What's the algorithm you're working on? (If it's no secret)
If it is memory bound (eg. constantly and randomly accessing from an area bigger than 2 megabytes), you can't do much.
I've heard you gained 2x speedup already
I think not.
Comparing with the HD7770:
On Fury there are some extra instructions mostly for cryptography and data exchange across neighboring threads, so it doesn't matter, unless you used byte-permute stuff.
On Fury and on GCN 1.2 (?) there are some new/modified memory instructions/addressing modes.
Basically the optimizer could be almost the same for all the GCN models. (The assembler must be different for Fury)
I think the most important thing that affects optimization (and register usage) is the 'version number of the Catalyst driver'.

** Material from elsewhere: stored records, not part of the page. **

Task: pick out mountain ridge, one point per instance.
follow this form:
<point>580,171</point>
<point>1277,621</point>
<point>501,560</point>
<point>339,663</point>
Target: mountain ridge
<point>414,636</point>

What's the algorithm you're working on? (If it's no secret)
If it is memory bound (eg. constantly and randomly accessing from an area bigger than 2 megabytes), you can't do much.
I've heard you gained 2x speedup already
Thanks for the info. I don't think I am memory bound, although the app is pretty memory intensive. I try to use images wherever I can,
and I am accessing them in raster order. These are image compression kernels for jepg 2000 compression. The speed I am getting on
my old mid-range HD 7770 is mind blowing.
>jpeg 2000 compression
So it starts with wavelet transform. Now that's a memory hungry one. At least it's kinda sequential.
Yes, wavelet to start. Actually, the signal processing part is the easiest to parallelize - although the kernel is quite involved.
The most memory intensive part is actually the later stages, where each bit plane must be processed in three different passes.
And the hardest part to parallelize is the last part, a serial MQ arithmetic encoder. This was designed around 20 years ago, to avoid multiplication, but it is full of branches, so not great for GPGPU.
Back then mul was slow.
But not today -> mad24
There are other goodies here, maybe they can help -> Integer Built-In Functions
Thanks. I am making extensive use of mad24, but I didn't notice mul24. Should save me a few cycles.
Strange: mul24 and mad24 increases register usage in a few of my kernels. So, I think I will avoid them for now: I have become
a bit obsessive about VGPR usage
But... codeXL sometimes reports different simulations ('colorful bars' page) for post-Tonga, and sometimes I've observed this in post-hawaii WRT GCN1.0.
No idea however if it happens in reality.